How do Computers See?

(This is part 3 in a series of posts on artificial intelligence and deep learning/neural networks. You can check out part 1 and part 2 if you haven’t yet read them and are new to AI)

There was a time when artificial intelligence was only home to our most creative imaginations. Yet, isn’t that where technology is born? In our imaginative minds? Though it is tempting to simply jump right into the technological advances that are the driving forces behind AI, we must first take a trip back in time and gander at how far we have come since Samuel Butler first wrote in 1906,

“There is no security against the ultimate development of mechanical consciousness, in the fact of machines possessing little consciousness now. A jellyfish has not much consciousness. Reflect upon the extraordinary advance which machines have made during the last few hundred years, and note how slowly the animal and vegetable kingdoms are advancing. The more highly organized machines are creatures not so much of yesterday, as of the last five minutes, so to speak, in comparison with past time.”
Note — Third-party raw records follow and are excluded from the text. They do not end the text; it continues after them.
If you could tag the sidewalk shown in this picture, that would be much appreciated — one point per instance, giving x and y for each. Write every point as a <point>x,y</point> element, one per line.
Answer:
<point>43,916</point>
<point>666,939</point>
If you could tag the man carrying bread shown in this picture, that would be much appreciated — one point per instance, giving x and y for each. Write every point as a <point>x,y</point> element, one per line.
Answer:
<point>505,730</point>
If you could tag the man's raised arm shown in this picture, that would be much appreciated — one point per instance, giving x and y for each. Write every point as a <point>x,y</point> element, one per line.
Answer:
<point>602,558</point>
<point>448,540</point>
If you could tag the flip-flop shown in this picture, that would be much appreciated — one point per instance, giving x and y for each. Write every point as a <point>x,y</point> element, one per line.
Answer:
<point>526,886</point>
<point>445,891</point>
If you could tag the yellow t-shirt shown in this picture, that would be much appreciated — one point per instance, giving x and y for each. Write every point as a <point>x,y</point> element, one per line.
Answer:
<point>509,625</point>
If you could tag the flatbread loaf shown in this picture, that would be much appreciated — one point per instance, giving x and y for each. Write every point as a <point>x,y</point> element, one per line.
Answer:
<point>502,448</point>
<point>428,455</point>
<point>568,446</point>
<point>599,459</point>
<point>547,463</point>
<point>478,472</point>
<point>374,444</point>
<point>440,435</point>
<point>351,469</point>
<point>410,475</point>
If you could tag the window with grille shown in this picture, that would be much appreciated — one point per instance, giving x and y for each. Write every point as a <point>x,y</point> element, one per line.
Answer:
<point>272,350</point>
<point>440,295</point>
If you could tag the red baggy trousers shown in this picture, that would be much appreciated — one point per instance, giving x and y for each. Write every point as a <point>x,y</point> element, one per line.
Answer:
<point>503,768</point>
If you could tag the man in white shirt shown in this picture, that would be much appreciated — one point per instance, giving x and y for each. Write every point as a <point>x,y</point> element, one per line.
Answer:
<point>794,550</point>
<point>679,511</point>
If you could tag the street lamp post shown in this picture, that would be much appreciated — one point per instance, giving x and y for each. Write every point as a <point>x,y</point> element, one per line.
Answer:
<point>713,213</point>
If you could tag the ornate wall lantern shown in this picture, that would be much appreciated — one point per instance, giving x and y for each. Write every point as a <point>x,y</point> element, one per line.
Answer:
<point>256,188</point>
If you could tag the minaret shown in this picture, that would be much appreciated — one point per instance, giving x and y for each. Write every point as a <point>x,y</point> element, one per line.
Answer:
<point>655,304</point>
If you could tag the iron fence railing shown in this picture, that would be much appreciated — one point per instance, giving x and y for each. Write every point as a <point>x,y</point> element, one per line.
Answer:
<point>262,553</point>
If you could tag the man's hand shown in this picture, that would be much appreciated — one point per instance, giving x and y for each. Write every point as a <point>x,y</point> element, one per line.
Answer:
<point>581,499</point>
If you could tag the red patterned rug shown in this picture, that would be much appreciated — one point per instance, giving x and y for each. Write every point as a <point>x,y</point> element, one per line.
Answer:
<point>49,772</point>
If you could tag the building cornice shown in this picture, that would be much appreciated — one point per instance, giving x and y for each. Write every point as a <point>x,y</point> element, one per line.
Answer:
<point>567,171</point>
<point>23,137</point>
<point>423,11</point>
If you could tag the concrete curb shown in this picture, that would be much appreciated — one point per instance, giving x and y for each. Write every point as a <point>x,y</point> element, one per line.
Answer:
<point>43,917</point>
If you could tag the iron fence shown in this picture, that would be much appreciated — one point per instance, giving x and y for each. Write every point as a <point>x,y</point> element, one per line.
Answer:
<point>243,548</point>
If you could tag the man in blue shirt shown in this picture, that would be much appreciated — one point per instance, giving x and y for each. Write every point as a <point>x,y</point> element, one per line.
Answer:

Since the first play written by Karel Capek in 1920, which depicted a race of self-replicating robot slaves who rose up and revolted against their human masters, to the most recent Star Trek character named Data, humans have always imagined the day machines would become intelligent.

Today, not only is AI a reality, but it is changing the very way we live and work. From AI in autonomous vehicles, which allow them to locate each other, to Google’s AI Voice Assistant, we are unwittingly surrounded by artificial intelligence. The question most ask is, “How does it all work?”

I could not answer that in one article. I will, however, try to cover a small subset of AI today that has given computers an ability most humans take for granted, but would greatly miss if it were taken away…the power of sight!

The Problem

Why has recognizing an image been so hard for computers and so easy for humans? The answer boils down to the algorithms used for both. Algorithms? Wait, our brains don’t have algorithms, do they??

I, and many others, do believe our brains have algorithms…a set of laws (physics) that are followed, which allow our brain to take data from our senses and transform it into something our consciousness can classify and understand.

Computer algorithms for vision have been nowhere near as sophisticated as our biological algorithms. That is until now.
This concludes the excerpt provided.